Saudi Aramco telah menutup kilang minyak mentah 80.000 barel per hari di Jeddah tanpa batas waktu. Hal ini untuk mengubah kompleks itu menjadi pusat distribusi produk minyak, katanya pada hari Minggu (19/11).Aramco telah mempertimbangkan apakah akan menutup kilang tersebut selama bertahun-tahun karena usia dan masalah lingkungan, karena pertumbuhan Kota Jeddah berarti kilang tersebut berada di tengah kota.

Mengutip wakil presiden seniornya di bidang hilir, Abdulaziz al-Judaimi, Aramco mengatakan bahwa pihaknya tidak dapat memperluas fasilitas karena permintaan bahan bakar dari konsumen utama kilang telah turun. Selain itu, itu tidak layak secara ekonomi dan dekat dengan daerah pemukiman.

Pabrik yang mulai beroperasi pada tahun 1967, melayani kurang dari 20 persen permintaan dari wilayah Mekah, Arab Saudi barat dan penutupannya akan meningkatkan permintaan pada fasilitas Saudi lainnya. Seorang sumber mengatakan kepada Reuters sebelumnya bahwa fasilitas tersebut akan dilakukan dengan mothballed. Tank-tank tersebut masih akan digunakan untuk memasok kebutuhan Jeddah selatan melalui terminal Jeddah, katanya. Kilang tersebut menghasilkan bahan bakar gas cair, bensin, solar, aspal dan bahan bakar jet, dan naphtha yang diekspor.

“Keputusan untuk mengubah kompleks menjadi pusat distribusi produk minyak hadir karena perusahaan ingin meningkatkan kinerja fasilitasnya,” kata Aramco dalam sebuah pernyataan dalam bahasa Arab.

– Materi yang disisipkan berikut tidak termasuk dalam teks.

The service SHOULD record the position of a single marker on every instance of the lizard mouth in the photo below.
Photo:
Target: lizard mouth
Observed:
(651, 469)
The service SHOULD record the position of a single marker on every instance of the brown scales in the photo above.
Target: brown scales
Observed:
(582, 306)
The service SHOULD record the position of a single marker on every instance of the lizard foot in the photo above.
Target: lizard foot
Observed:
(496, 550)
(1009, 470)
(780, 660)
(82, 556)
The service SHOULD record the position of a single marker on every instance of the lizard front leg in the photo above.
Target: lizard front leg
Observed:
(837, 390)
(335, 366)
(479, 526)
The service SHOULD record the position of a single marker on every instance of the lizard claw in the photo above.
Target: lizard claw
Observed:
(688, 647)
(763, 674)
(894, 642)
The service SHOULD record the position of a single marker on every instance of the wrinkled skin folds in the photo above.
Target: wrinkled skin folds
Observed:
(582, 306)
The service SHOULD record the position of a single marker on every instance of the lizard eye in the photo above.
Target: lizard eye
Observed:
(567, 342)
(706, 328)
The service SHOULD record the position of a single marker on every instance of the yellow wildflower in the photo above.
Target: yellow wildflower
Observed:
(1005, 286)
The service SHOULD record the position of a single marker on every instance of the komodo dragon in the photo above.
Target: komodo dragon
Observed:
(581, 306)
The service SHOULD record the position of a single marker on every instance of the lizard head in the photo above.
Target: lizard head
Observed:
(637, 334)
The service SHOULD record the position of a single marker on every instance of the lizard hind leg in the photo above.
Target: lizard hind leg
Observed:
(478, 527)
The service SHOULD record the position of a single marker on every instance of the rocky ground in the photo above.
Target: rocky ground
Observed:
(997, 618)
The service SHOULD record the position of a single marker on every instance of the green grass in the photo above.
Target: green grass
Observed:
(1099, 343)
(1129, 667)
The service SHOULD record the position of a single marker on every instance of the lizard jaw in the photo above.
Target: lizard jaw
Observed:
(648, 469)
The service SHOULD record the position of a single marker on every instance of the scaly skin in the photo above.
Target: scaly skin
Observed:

Penutupan ini diperkirakan tidak akan menyebabkan kekurangan produk minyak di Arab Saudi karena Aramco akan memenuhi permintaan dari kilang lainnya, sumber industri mengatakan sebelumnya pada hari Minggu (19/11).

Pada tahun 2014, Aramco membawa dua kilang online yang menambah 800.000 bpd kapasitas penyulingan, di Yanbu di pantai barat, kilang Yasref dan kilang Satorp di Jubail di timur. Di pantai barat, Aramco diperkirakan akan menyelesaikan unit utama pertama kilang baru 400.000 kilogram di provinsi Jizan pada akhir tahun ini.

Kapasitas penyulingan tambahan dari tiga lokasi ini akan membantu memenuhi permintaan domestik dan mengkompensasi produksi yang hilang dari kilang Jeddah yang menyumbang kurang dari 3 persen dari total kapasitas penyulingan kerajaan dan hanya memenuhi sebagian kecil kebutuhan dari wilayah Mekah, Kata Aramco.

“Waktu penghentian menempatkan sedikit risiko mengingat permintaan minyak bensin Saudi pada semester pertama 2017 hanya sedikit pulih sementara tingkat konsumsi diesel turun pada tahun sebelumnya,” kata Mustafa Ansari, seorang analis energi di APICORP.